Many of us fantasize about quitting the workforce while we’re still relatively young, before our children grow into adults and we lose the energy to do the things we love. Then, most of us wake up and get back to work. The amazing thing is, there’s a group of people for whom this is clearly more than a pipe dream.

Do a quick web search and you’ll find a slew of message boards and online classes that offer the basics of “FIRE,” shorthand for “financially independent, retiring early.” Surprisingly, it’s a community that includes a lot of folks without huge salaries—though a healthy paycheck certainly makes the move easier.

So what enables these individuals to make early retirement a reality? It’s not winning the lottery. It’s something much more achievable, though definitely not easy: restraint.
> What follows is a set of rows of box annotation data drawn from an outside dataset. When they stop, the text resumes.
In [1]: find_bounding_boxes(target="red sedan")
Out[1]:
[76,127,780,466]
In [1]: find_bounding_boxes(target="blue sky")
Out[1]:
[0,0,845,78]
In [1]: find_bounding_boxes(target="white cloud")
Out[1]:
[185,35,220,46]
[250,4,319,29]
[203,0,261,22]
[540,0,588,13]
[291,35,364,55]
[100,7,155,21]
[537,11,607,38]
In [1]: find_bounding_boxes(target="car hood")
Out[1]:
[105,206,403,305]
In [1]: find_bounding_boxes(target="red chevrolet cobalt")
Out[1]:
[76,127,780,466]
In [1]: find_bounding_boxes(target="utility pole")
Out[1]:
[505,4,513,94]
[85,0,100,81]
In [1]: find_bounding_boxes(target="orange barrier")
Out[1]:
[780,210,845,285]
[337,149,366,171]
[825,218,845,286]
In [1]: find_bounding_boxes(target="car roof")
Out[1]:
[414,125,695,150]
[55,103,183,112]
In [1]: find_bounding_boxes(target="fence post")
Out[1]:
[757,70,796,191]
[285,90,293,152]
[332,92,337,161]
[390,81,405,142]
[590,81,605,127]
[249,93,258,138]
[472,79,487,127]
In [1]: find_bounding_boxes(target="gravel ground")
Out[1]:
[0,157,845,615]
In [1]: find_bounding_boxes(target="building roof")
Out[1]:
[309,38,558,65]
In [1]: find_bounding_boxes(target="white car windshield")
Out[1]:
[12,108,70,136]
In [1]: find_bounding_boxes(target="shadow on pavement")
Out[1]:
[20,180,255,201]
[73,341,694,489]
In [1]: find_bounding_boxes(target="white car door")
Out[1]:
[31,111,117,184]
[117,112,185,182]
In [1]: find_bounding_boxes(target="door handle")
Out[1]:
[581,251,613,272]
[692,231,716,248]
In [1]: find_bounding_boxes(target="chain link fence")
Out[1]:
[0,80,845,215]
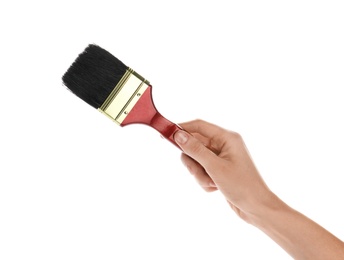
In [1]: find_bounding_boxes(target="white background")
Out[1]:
[0,0,344,260]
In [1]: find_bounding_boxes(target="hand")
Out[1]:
[174,120,344,260]
[174,120,274,222]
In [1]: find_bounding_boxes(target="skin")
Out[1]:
[174,120,344,260]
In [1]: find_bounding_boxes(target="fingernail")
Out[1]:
[209,181,216,187]
[174,131,188,144]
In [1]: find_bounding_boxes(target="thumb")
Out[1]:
[174,130,217,169]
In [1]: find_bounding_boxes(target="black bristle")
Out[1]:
[62,44,128,108]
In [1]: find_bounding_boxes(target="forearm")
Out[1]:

Financial planners typically advise clients to divert 10 percent or more of their salary toward retirement accounts. That advice holds up pretty well if you’re trying to retire in your mid-60s. However, those looking for financial independence at 55, or even 45, need to go after a much more extreme version. At a minimum, the truly FIRE-focused are putting at least half of their income into long-term investments.

As you can imagine, that requires some serious belt-tightening. It starts with keeping those big-ticket items in check. Unless you’re making an elite salary, that means modest homes and second-hand cars. By cutting back on nonessential expenses, you’re freeing up more of your income for investments.

Creating a Savings Target

When you consider how much money you’d need for an extended retirement, you can see why it calls for such an aggressive savings strategy. According to one widely cited maxim, you can safely pull out 4 percent of your investments in your first year of retirement and—adjusting withdrawals for inflation in subsequent years—with reasonable certainty that you won’t outlive your investments.
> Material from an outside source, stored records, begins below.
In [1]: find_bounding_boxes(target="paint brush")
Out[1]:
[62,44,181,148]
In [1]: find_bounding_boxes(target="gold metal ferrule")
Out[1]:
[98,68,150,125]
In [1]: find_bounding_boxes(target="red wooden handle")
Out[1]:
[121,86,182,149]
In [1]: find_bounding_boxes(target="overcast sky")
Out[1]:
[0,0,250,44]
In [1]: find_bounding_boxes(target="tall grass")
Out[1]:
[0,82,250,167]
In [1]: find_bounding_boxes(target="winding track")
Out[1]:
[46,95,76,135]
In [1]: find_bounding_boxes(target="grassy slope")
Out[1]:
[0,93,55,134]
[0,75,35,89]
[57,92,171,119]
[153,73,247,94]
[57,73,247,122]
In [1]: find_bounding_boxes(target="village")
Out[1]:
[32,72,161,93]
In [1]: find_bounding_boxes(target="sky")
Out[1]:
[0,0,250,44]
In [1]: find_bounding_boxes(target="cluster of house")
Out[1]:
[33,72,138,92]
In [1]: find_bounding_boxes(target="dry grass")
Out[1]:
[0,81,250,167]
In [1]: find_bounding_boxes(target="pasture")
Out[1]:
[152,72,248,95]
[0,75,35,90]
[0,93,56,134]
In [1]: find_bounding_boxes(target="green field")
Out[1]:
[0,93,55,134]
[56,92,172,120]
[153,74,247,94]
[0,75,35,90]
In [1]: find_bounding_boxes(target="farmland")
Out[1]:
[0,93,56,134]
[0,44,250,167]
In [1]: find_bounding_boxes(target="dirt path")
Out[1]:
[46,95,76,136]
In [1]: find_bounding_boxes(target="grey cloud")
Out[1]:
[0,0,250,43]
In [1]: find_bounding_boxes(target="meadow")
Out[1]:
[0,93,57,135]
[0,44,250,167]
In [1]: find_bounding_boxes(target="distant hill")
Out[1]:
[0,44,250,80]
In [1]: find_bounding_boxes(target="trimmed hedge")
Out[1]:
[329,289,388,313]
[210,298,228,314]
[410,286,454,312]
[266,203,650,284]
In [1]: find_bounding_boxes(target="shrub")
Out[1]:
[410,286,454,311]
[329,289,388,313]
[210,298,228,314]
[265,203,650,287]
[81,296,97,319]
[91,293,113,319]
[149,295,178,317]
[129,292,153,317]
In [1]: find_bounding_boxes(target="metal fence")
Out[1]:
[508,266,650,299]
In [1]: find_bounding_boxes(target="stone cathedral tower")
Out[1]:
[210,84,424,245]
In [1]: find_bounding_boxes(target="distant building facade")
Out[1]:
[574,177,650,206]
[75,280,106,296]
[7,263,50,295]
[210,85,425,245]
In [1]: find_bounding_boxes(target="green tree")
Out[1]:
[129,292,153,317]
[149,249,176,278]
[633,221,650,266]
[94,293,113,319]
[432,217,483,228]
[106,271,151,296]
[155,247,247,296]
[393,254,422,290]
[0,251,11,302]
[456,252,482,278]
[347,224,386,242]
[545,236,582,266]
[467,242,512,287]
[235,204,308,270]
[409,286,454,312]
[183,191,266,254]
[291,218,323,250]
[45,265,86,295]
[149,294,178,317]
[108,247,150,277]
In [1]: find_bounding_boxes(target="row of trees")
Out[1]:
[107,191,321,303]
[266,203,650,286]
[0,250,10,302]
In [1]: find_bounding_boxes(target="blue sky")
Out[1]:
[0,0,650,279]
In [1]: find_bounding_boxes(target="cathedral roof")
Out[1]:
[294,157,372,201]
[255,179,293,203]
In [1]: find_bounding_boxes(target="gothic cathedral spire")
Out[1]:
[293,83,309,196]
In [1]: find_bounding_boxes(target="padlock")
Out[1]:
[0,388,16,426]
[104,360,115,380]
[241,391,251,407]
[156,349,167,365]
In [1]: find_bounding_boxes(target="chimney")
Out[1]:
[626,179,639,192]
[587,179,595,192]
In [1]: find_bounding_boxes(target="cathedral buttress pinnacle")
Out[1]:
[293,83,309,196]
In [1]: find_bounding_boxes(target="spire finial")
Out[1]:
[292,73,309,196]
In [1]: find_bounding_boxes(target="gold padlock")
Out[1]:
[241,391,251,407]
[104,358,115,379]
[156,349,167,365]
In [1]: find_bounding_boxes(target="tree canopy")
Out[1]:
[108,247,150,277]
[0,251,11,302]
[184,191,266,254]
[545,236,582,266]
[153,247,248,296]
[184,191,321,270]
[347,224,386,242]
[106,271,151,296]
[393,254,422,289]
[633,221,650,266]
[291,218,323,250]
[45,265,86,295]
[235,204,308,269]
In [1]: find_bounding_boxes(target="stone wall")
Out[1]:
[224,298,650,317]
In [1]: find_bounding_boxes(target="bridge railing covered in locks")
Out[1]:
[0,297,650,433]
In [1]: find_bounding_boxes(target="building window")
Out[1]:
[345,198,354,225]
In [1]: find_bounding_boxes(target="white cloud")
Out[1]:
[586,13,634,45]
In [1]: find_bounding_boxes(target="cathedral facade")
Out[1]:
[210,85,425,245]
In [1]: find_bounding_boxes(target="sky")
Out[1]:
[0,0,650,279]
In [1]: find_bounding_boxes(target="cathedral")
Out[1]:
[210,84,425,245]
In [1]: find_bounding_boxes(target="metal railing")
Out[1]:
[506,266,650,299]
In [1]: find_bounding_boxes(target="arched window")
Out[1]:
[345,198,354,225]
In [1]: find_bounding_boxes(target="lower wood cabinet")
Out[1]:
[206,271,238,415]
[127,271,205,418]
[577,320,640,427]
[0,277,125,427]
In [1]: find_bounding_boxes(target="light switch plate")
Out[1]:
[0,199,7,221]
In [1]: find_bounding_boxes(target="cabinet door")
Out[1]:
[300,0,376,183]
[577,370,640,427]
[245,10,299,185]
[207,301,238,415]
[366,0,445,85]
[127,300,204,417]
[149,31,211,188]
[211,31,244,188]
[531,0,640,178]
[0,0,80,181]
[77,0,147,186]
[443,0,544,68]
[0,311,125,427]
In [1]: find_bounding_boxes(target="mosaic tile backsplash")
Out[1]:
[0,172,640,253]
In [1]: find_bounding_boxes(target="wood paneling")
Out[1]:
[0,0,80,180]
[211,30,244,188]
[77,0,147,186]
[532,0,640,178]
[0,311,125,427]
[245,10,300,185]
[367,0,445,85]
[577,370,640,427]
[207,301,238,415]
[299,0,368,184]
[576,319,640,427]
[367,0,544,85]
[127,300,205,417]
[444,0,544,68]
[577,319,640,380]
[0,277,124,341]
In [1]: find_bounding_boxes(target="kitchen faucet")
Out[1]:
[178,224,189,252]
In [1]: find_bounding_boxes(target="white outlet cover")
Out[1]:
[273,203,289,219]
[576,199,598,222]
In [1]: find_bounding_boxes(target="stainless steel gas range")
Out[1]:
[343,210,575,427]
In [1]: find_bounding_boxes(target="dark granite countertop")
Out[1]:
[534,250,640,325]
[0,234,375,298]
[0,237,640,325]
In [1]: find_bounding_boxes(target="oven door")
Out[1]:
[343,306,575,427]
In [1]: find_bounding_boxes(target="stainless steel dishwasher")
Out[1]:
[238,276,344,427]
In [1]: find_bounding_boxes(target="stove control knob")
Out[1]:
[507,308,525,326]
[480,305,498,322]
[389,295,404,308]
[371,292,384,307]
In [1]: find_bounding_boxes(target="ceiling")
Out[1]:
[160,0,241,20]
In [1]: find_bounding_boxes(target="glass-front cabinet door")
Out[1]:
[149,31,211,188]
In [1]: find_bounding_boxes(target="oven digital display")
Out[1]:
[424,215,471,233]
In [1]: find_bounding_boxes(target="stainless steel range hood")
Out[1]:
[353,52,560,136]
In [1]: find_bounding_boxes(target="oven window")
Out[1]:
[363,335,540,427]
Some finance experts, however, point out that this axiom was designed for a more or less average retirement length. Those planning a 40-year retirement, they say, should use a more conservative withdrawal rate of 3.5 percent.

What that means is that your nest egg would have to equal 28½ times your annual expenses in order to make it work. Let’s say you live frugally, forgoing a spacious house for a cozy apartment and keeping your discretionary spending to a minimum. After factoring in Social Security benefits, you estimate that you can live off a mere $30,000 from your investments in year one.

You’d still need $855,000 stowed away before you can make that happen. And that’s without factoring in inflation, which will erode your purchasing power over time. Needless to say, building strong savings habits early on in your career and sticking with them are imperative.

Keep in mind that the 4 percent rule—or 3.5 percent rule, in this case—assumes an even mix of stocks and bonds. Too much reliance on fixed-income securities won’t provide the growth your assets will require over several decades. If anything, early retirees need a slightly higher percentage of stocks to fuel their portfolio over the long haul.

Choosing the Right Investments

One of the assumptions that’s sometimes made about FIRE is that you need the investment skills of a Warren Buffett in order to make it happen. Sure, you can afford to quit your job if you just hit on the right stock at just the right time! The fact is that few investors are that good—or that lucky. The real key is choosing the right asset mix and giving as little away to taxes and management fees as possible.

  • Step one is skewing your portfolio toward stocks. Do this especially early in your career, when you have time to wait out a market downturn. There are merits to increasing your bond holdings as you get closer to retirement, but most middle-aged retirees still need more than half their assets in equities in order to provide long-term growth.
  • Another key strategy is limiting the bite Uncle Sam takes of your nest egg. That means maximizing the money you put into tax-advantaged workplace plans and IRAs. Younger workers can put up to $18,000 into their 401(k) each year ($18,500, starting in 2018), and workers who are 50 and over can contribute another $6,000. (You’re also allowed to put an additional $5,500 into a traditional or Roth IRA (those in the 50-and-older age range can contribute an additional $1,000).
  • Avoid tax penalties. The kicker is that you ordinarily won’t be able to tap those assets until you’re 59½, lest you incur a harsh 10 percent penalty on the amount you withdraw. (These penalties apply only to Roth earnings, by the way, not Roth contributions.) So you’ll need to avail yourself of taxable accounts too.

Where to put that money? Index funds are an obvious choice, for a number of reasons. They don’t buy and sell securities as frequently as other funds and therefore don’t produce as much taxable income that weighs down your return. In addition, funds that track an index don’t charge nearly as much in management fees as actively traded ones.

Companies such as Vanguard and Fidelity have a number of funds with expense ratios under 0.06 percent. This means that year in and year out they’re taking a much smaller sliver from your balance. Also, they’re inherently diversified, often holding pieces of hundreds or thousands of different securities. As a result, they spread out risk much more effectively than a small, hand-picked basket of stocks or bond issues.

Is FIRE a practical solution for most workers? Probably not. But if you’re smart and willing to make some financial sacrifices, the reward of a long, relaxing retirement awaits.